Phoenix Suns v Golden State Warriors Photo by Ezra Shaw/Getty Images

What if I told you that Aron Baynes was exactly what the Phoenix Suns needed when he was acquired on draft night? I wouldn’t have believed it at the time either, but Baynes and his overall development before he turns 33 in December is remarkable.

Baynes is averaging 14 points, 6.6 rebounds, 3 assists, and 1 block per game while carrying an elite 68.6 true shooting percentage. Part of this sudden breakout from the Aussie is helped by Deandre Ayton’s 25-game suspension for a diaretic, which ends December 17, but the surge from three-point range stands out most.

The Suns’ backup center, who is now thriving in a starting role, has become a high-volume shooter from deep during his eighth season. Attempting 3.8 three-pointers in 22.2 minutes, which equates to 6.2 over per 36 minutes, Baynes has become a legitimate perimeter threat.

Baynes first started attempting threes two seasons ago going 3-of-21 (14.3 percent), but the next year he bounced back to the tune of 21-of-61 (34.4 percent). Now, Baynes has already chucked up 19 three-pointers in 111 minutes.

Brook Lopez stumbled upon the perfect system for his newfound skillset to thrive as a stretch big with Mike Budenholzer in Milwaukee. Did Aron Baynes just do the same with Monty Williams in the Valley? At least on a five-game sample size, it sure looks like it.

Through five games, we know Suns head coach Monty Williams also loves to utilize his big men in playmaking roles. As we saw on Wednesday night in the Suns’ blowout of Golden State, Baynes finished with 5 assists. Baynes leads the way with 3 assists per game, but Frank Kaminsky (2.8) and Dario Saric (2.6) aren’t too far behind.

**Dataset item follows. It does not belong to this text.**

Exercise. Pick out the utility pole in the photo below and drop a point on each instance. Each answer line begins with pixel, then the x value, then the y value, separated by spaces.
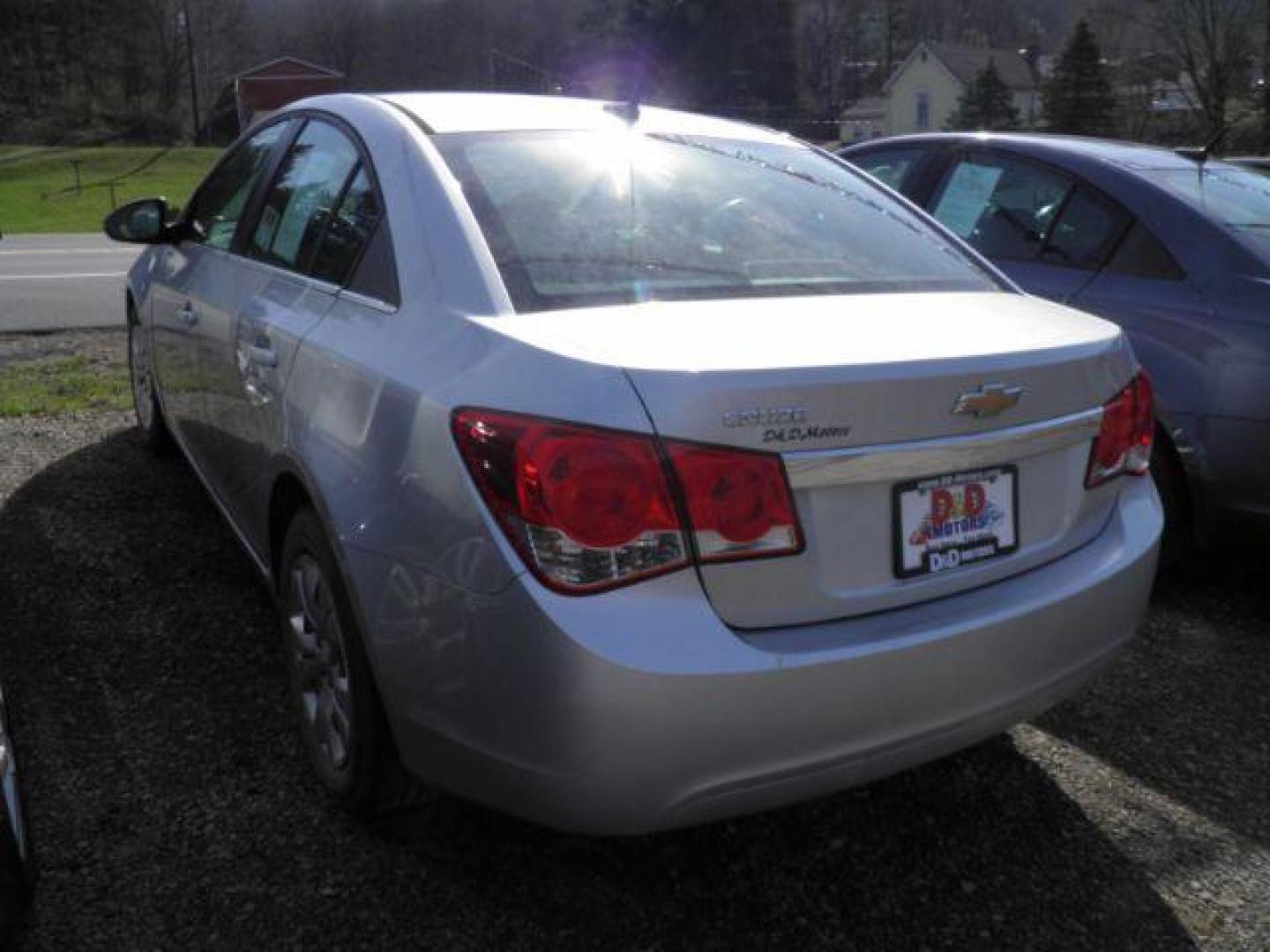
pixel 193 71
pixel 1265 81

In Ayton’s absence, Baynes has been empowered to become a fulcrum of Phoenix’s system.

Over the last four games, the Suns’ new starting center ranks fourth on the team in usage rate at 19.2 percent. Ranking behind only Devin Booker (28.3), Kaminsky (24.2), and Kelly Oubre Jr. (20.4), Baynes has certainly stepped up to the tall task of trying to fill Ayton’s role offensively.

The on/off numbers show Baynes’ true value. When Baynes has been on the floor since being named the starter, Phoenix scores 117 points per 100 possessions. However, when he sits, it torpedoes down to 92.3. Super small sample size alert, but Baynes has had a bigger swing on the offensive production than Booker recently.

Baynes’ impact on the Suns’ overall efficiency has been eye-opening, too. Phoenix has a true shooting percentage of 59.9 percent when Baynes is on the floor but 53.7 when he’s not.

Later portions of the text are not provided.